Yes, there are well-researched books written by mental health professionals about narcissistic personality disorder and there is also an abundance of literature and media written by people who have no training or clinical experience at all.

But these reasons are secondary.


The primary reason I steer people away from going down the rabbit-hole of researching narcissists and narcissistic abuse is this:

When it comes to healing, focusing on the other person and their diagnostic labels is secondary to focussing on what it was like for you and the pain and struggles you are experiencing.

Nobody is more of an expert on that piece than you, no matter what you read on-line or in that book you ordered on Amazon. 

Untangling that, understanding your individual trauma, learning the lessons in your unique relationship, and setting healthy boundaries to keep yourself safe moving forward is how you heal.

Healing does not come from focussing on “the narcissist.”  It’s about focussing on you.

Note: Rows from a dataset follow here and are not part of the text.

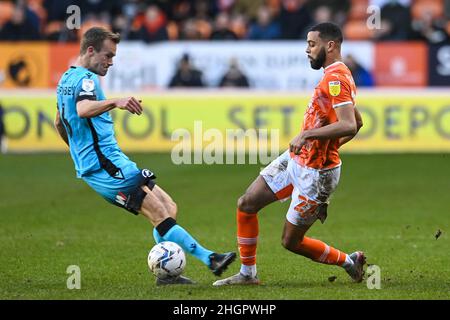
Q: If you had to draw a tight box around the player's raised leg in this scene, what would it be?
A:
[141,186,236,276]
[213,176,278,286]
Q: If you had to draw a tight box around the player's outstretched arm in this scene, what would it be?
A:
[55,110,69,145]
[339,107,363,147]
[77,97,142,118]
[289,103,357,154]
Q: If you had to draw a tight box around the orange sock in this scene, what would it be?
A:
[236,209,259,266]
[299,237,347,266]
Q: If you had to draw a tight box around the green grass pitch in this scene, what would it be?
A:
[0,154,450,300]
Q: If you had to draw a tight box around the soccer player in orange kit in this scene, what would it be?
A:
[213,22,365,286]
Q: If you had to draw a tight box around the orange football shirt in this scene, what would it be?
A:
[291,61,356,169]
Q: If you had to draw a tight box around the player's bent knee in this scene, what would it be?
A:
[168,201,178,220]
[237,193,259,213]
[140,194,171,226]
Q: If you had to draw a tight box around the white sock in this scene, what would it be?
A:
[241,264,256,278]
[342,254,354,269]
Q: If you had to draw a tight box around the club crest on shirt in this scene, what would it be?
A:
[328,81,341,97]
[81,79,95,92]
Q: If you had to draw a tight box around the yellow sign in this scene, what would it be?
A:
[328,81,341,97]
[0,93,450,152]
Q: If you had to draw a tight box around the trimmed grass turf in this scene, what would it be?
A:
[0,154,450,300]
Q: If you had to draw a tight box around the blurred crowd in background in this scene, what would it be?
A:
[0,0,450,44]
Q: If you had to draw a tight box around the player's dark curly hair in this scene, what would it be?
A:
[80,27,120,54]
[309,22,344,44]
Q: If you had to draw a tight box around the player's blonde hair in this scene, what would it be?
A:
[80,27,120,54]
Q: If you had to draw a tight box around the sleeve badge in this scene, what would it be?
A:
[81,79,95,92]
[328,81,341,97]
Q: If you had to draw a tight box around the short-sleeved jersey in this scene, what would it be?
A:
[291,61,356,169]
[57,67,127,178]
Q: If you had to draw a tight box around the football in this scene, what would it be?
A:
[147,241,186,279]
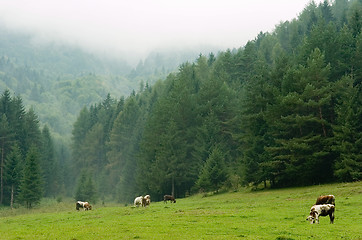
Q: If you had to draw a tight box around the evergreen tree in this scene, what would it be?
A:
[74,170,88,202]
[5,144,23,209]
[333,76,362,181]
[74,170,97,203]
[40,125,60,197]
[19,145,43,208]
[197,147,227,192]
[0,114,14,204]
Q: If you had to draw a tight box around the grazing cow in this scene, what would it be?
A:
[315,195,336,206]
[134,196,144,207]
[143,195,151,207]
[75,201,92,211]
[307,204,334,224]
[163,195,176,203]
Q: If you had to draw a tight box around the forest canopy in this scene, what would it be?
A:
[72,0,362,202]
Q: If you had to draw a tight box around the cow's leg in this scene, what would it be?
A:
[329,213,334,224]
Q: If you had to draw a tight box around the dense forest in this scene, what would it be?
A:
[0,90,60,208]
[0,27,212,139]
[72,0,362,202]
[0,0,362,207]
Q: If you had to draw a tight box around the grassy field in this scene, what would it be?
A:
[0,182,362,240]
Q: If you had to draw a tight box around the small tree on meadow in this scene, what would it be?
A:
[197,148,227,192]
[19,145,43,208]
[75,171,96,203]
[5,144,22,209]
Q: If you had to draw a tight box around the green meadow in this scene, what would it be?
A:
[0,182,362,240]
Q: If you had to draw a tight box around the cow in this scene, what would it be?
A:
[315,195,336,206]
[163,195,176,203]
[143,195,151,207]
[75,201,92,211]
[306,204,335,224]
[134,196,144,207]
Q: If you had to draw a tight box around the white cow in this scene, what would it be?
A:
[75,201,92,211]
[307,204,334,224]
[143,195,151,207]
[134,196,144,207]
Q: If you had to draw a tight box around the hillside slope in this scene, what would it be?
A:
[0,182,362,239]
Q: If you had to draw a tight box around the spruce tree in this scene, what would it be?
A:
[197,147,227,192]
[19,145,43,208]
[5,144,23,209]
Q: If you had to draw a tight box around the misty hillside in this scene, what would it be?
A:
[0,25,215,138]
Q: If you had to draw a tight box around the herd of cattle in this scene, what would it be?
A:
[307,195,336,224]
[75,195,336,224]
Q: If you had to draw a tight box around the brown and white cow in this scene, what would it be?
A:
[75,201,92,211]
[133,196,144,207]
[315,195,336,206]
[143,195,151,207]
[306,204,335,224]
[163,195,176,203]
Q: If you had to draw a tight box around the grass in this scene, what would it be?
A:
[0,182,362,240]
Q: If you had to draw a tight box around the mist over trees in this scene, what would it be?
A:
[72,0,362,202]
[0,0,362,208]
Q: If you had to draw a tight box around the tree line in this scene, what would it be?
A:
[0,90,65,208]
[72,0,362,202]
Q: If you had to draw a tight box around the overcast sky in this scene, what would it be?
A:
[0,0,321,62]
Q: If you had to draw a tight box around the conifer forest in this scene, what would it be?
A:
[0,0,362,208]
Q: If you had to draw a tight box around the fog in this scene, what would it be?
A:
[0,0,320,63]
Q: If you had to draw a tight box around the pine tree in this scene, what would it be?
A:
[40,125,60,197]
[5,144,23,209]
[19,145,43,208]
[74,170,97,203]
[197,147,227,192]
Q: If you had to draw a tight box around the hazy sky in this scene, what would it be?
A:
[0,0,320,62]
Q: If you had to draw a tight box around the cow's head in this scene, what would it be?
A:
[306,215,315,224]
[306,207,318,224]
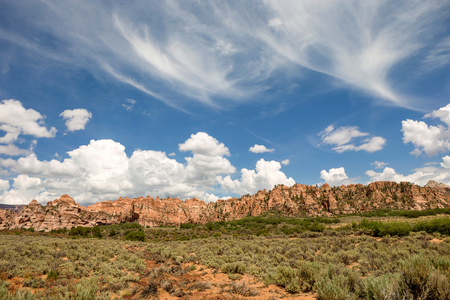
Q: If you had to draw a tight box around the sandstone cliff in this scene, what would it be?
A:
[0,181,450,231]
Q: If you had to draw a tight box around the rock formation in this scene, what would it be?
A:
[0,181,450,231]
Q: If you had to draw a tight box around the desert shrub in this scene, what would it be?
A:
[228,280,259,297]
[298,262,322,292]
[378,222,411,237]
[268,266,301,293]
[220,262,246,274]
[189,281,211,292]
[92,226,103,238]
[364,274,401,300]
[69,226,92,237]
[427,270,450,300]
[400,255,433,299]
[141,279,158,298]
[74,278,97,300]
[180,223,195,229]
[316,274,357,300]
[47,270,58,280]
[160,279,174,294]
[413,218,450,235]
[124,230,145,242]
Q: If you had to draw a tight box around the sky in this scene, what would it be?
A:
[0,0,450,205]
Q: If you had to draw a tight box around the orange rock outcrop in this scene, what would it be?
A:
[0,181,450,231]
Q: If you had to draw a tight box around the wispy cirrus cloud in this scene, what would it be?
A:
[319,125,386,153]
[0,0,450,108]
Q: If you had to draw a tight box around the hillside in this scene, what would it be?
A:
[0,181,450,231]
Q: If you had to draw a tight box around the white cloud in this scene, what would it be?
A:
[366,156,450,186]
[0,179,9,192]
[178,132,230,156]
[371,160,388,169]
[319,125,386,153]
[402,104,450,156]
[0,132,295,204]
[320,167,351,186]
[0,144,30,156]
[248,144,275,153]
[60,108,92,131]
[0,0,448,106]
[0,99,56,144]
[216,159,295,195]
[122,99,136,111]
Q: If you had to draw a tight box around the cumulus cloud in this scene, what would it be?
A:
[320,167,351,186]
[0,0,449,106]
[371,160,388,169]
[0,132,295,203]
[0,144,30,156]
[319,125,386,153]
[0,99,56,144]
[402,104,450,156]
[122,99,136,111]
[178,132,230,156]
[0,179,9,192]
[216,159,295,194]
[248,144,275,153]
[59,108,92,132]
[366,155,450,186]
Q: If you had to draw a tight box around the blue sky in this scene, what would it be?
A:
[0,0,450,204]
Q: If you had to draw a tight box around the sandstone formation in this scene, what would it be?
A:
[0,181,450,231]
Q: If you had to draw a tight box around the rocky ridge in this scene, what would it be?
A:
[0,181,450,231]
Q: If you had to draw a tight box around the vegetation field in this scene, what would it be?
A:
[0,211,450,299]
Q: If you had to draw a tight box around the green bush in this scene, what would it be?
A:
[220,262,246,274]
[316,274,357,300]
[125,230,145,242]
[413,218,450,235]
[400,255,433,299]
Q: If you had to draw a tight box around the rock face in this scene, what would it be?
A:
[0,181,450,231]
[425,180,450,188]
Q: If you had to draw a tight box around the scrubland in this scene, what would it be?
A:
[0,210,450,299]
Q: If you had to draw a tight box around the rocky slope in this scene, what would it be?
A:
[0,181,450,231]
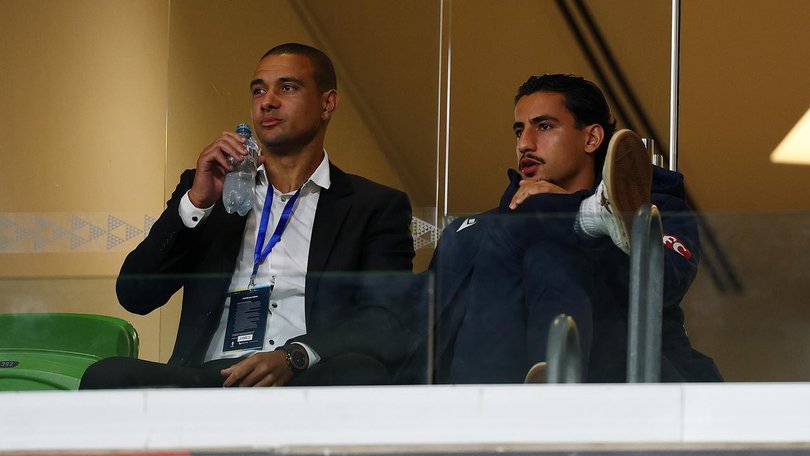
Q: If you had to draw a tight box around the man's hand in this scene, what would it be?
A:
[220,350,293,387]
[509,179,571,210]
[188,131,264,209]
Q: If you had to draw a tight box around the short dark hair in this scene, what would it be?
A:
[262,43,337,92]
[515,74,616,181]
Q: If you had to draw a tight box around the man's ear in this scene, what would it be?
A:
[321,89,340,120]
[585,124,605,154]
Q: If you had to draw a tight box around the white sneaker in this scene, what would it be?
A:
[581,130,652,253]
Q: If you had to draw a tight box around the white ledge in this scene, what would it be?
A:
[0,383,810,452]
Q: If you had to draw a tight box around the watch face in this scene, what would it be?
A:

Narcissism has become a catch-all for people who are difficult to have relationships with but there are other personality disorders that are equally painful that are discussed far less including borderline personality disorder, histrionic personality disorder, and antisocial personality disorder.

Being in a relationship (professional, family, parent, friend or romantic) or recovering from a relationship with someone who has a personality disorder is not easy.

While understanding that a personality disorder is part of the equation may provide some clarity, the key to healing is focusing inward on your own experience. Nobody is more of an expert on that than you. 

While having a therapist to help you see the trauma and patterns at play can be transformational, the most critical layer of healing is your insight on own lived experience.